The other person who clearly wore a wig (other folks may have but it wasn’t clearly pointed out) in the movie was Charlotte, mother of the main character (Skeeter). Charlotte has a cancerous ulcer and has apparently lost her hair due to the disease and / or her treatment. She is shown modeling different wigs for Skeeter, finally settling on a wig that seems better-suited to her age and personality. It didn’t escape me that the Black woman wore a wig to cover up her natural, seemingly healthy hair while the White woman wore a wig because she was losing her hair due to disease. Am I the only one who sees the irony in that. I think it’s just amazing how societal norms can lead us to cover our authentic selves.
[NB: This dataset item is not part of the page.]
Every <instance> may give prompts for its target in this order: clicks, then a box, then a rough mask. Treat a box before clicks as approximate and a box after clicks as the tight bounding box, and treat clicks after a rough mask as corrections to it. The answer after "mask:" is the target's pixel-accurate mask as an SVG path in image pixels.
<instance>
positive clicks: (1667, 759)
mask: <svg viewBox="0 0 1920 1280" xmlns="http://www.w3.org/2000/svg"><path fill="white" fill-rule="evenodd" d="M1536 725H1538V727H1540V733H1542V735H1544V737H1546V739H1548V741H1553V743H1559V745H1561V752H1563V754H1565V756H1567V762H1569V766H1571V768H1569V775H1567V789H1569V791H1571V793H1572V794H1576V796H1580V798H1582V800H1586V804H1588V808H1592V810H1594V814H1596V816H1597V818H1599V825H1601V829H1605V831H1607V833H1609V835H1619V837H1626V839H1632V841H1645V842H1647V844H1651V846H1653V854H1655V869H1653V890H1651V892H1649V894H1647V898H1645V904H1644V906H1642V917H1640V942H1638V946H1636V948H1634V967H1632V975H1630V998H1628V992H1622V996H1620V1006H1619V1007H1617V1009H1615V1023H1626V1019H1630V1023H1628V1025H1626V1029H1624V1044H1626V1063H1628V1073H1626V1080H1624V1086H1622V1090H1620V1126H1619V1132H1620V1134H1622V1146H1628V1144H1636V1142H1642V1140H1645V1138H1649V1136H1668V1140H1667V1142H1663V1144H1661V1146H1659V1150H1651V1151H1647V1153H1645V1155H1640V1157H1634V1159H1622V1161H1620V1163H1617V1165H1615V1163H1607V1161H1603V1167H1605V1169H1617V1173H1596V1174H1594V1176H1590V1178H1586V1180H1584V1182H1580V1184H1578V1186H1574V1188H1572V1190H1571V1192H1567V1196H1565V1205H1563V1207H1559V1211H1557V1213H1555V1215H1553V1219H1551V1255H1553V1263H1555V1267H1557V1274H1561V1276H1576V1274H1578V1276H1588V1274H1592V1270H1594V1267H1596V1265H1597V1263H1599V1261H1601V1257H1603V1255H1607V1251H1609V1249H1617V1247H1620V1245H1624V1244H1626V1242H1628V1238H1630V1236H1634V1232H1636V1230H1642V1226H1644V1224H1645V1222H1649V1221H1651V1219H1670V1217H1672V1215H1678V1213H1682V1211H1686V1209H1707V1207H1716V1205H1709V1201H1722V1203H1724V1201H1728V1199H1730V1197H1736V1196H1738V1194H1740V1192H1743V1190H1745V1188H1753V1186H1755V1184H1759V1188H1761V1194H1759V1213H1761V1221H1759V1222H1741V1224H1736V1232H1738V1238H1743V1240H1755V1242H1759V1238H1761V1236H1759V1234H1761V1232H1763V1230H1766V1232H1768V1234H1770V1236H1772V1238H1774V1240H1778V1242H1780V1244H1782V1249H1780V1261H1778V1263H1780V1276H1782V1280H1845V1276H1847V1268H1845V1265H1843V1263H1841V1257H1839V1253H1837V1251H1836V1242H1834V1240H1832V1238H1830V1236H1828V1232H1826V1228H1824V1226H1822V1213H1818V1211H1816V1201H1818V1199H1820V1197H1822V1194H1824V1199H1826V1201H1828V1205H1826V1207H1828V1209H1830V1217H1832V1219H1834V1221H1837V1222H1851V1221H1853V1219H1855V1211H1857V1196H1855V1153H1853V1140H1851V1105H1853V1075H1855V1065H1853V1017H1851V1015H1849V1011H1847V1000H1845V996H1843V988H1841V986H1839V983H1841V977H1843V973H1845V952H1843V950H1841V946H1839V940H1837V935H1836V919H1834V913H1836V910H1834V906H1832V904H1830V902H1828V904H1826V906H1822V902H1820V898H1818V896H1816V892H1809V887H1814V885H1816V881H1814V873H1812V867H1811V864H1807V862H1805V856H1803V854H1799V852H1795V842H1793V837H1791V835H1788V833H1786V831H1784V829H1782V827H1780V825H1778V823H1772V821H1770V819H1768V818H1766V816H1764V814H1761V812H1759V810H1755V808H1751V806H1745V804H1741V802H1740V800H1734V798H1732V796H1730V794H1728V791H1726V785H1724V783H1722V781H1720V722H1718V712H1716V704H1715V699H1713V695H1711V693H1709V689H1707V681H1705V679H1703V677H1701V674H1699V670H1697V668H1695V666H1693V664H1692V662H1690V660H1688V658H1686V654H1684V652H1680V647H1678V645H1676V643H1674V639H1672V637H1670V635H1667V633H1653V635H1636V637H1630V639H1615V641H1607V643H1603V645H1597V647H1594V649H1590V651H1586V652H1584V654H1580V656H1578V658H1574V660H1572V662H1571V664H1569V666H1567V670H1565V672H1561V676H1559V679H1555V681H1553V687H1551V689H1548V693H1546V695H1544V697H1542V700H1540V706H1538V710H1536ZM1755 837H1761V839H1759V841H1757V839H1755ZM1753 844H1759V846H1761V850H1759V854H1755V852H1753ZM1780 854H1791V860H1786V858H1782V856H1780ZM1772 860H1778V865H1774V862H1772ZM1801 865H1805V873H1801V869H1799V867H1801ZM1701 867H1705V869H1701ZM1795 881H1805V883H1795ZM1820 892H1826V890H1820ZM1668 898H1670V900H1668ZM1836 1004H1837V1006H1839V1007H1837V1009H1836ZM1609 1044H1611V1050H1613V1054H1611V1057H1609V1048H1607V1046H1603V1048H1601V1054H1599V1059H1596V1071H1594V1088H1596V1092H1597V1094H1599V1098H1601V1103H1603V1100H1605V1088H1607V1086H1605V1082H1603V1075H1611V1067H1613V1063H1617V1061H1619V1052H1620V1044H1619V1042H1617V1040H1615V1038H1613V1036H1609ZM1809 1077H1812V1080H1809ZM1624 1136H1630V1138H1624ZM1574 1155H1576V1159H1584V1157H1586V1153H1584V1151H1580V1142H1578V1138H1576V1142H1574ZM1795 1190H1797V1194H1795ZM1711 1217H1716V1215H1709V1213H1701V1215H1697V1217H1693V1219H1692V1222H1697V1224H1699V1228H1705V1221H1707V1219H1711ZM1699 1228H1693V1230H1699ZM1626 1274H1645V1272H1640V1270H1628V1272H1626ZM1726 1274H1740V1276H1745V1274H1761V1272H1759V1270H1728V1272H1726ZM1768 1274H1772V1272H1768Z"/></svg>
It was also interesting to note that Skeeter had a mane of curly red hair that was the subject of derision from her mother (and probably the Junior League women who swarmed around the town like a bunch of queen bees). Her hair was considered to be so unmanageable that her mother bought an $11 jumbo piece of equipment from another state (I believe it was called the Smoothenator or something like that) when she learned that her single daughter had a date with an eligible bachelor. The message: Girl, do something with this unruly curly hair so that you can snag a man.

The movie was about much more than hair, much, MUCH more. But I think that the little snippets I’ve shared reflect the movie’s message about how people enforce unspoken rules of conduct. Our hair has to fall in line just like everything else. Something to think about.